Following the crash of the stablecoin Terra (UST), supporters of DeFi, specifically algorithmic stablecoins, believe that the future of DeFi hinges on the presence of stablecoins, refusing to write them off.

“An algo stable will exist in the next five to seven years,” says Hassan Bassiri, who works for Arca, a backer of Terra.

Algorithmic stablecoins are a subset of stablecoins, or special digital assets pegged to some fiat currency. To maintain their peg to fiat, stablecoin issuers typically hold funds capable of satisfying large-scale withdrawals from holders wishing to redeem their coins for cash.

At least, that’s the theory.

Algorithmic stablecoins, on the other hand, rely on a mix of smart contracts and computer code to maintain their peg to a fiat currency.

“If you really want to make these things, you have to have this really sharp technical ability but also this crazy wondrous gaze in your eyes,” says Tarun Chitra, CEO of a crypto financial modeling platform, Gauntlet.

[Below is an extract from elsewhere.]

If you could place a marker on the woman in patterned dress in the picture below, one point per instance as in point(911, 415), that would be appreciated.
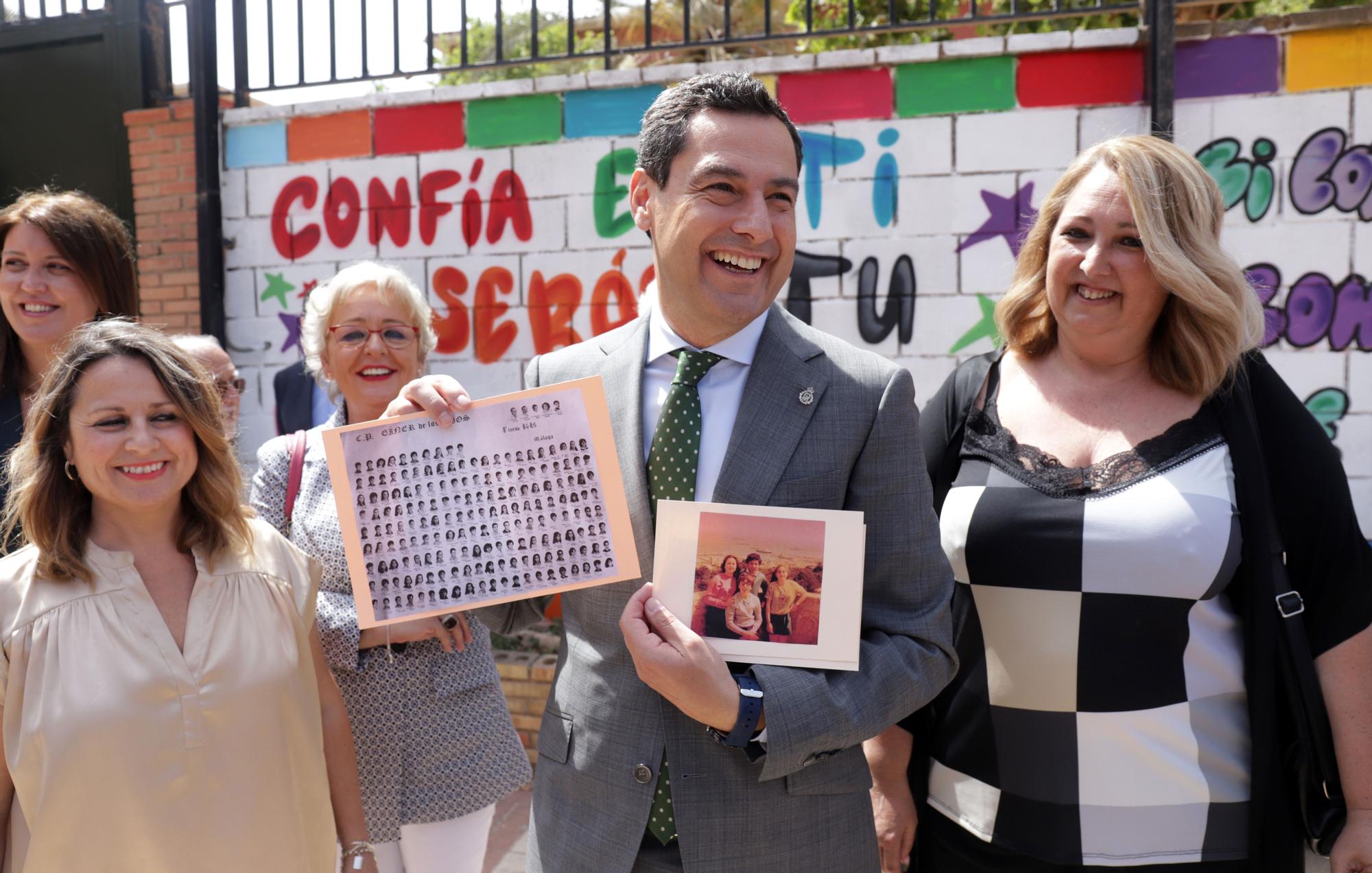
point(436, 745)
point(1116, 699)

Transactional volume key to DeFi and Terra’s collapse

Terraform Labs, the company behind UST and Luna, relied on deposits made to the Anchor protocol, a crypto bank of sorts, to maintain the balance between Terra and Luna. Terraform Labs was offering annual yields of 20% to staked Terra tokens, encouraging investors to invest UST with funds made possible by stimulus checks following the COVID-19 pandemic.

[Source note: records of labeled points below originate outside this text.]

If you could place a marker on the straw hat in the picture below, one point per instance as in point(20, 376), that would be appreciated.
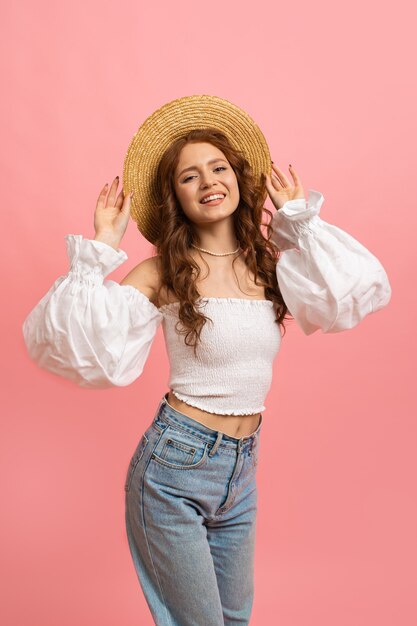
point(173, 120)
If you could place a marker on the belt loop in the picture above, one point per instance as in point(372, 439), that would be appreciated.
point(161, 403)
point(216, 444)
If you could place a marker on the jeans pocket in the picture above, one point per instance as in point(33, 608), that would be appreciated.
point(140, 449)
point(180, 450)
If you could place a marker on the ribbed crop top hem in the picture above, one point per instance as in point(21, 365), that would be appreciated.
point(203, 407)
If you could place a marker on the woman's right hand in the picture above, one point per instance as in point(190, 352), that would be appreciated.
point(111, 216)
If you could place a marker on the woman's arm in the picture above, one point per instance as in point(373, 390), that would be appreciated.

High yields depend on large deposits. However, when stimulus money dried up as central banks stopped stimulus schemes, investment in decentralized projects, including UST, began to drop, removing a critical pillar of decentralized finance: – transactional volume into and out of Anchor. Yet, transactions involving UST were happening elsewhere in DeFi.

The first sign of danger for UST occurred when an entity or a group of entities made swaps of UST for other stablecoins USDC, Tether, and Dai using a DeFi protocol Curve. Consequently, this led to a drop in the price of UST from its dollar peg.

When UST fell below its $1 peg, traders could “burn” 1 UST by buying $1 worth of a sister token called Luna, effectively increasing the scarcity of UST, pushing its price back up toward $1. When UST’s value exceeded $1, Luna tokens could be burned to create 1 UST, increasing the circulation of UST and lowering its price.

As UST holders began burning their UST for Luna, which was crashing, more Luna was required to make up $1. The algorithm created more Luna, but this drove the price of Luna down even further, causing more Luna to be needed to make up $1.

Eventually, the perpetual algorithm caused UST to drop to $0.20 on May 11.

The “Sun” will shine again

Tron founder Justin Sun defended Terra in an interview with Bloomberg recently, admitting that algorithmic stablecoins have problems from which newer projects can learn.

He described Tron’s foray into an algorithmic stablecoin USDD that would function using a similar algorithmic arbitrage mechanism as Terra to maintain its peg to the U.S. dollar. The stablecoin’s peg would be upheld by Alameda Research and Amber Group funding, with yields adjusted based on “market conditions.”

Sun believes in algorithmic stablecoins free from government oversight and does not believe a ban would serve the industry well.

“If tomorrow regulators decide to ban stablecoins, like when China announced a ban in crypto, it would pose great risks to the whole crypto system,” he said. “We must have a stablecoin that is not controlled by a third party outside crypto,” he said in a veiled reference to USDC, the stablecoin issued by Circle.

Not everyone is convinced, however. Ryan Watkins, a co-founder of Pangea Fund Management, a crypto hedge fund, said he thinks the sector is done.

“I was holding out hope that Terra could pivot in time.”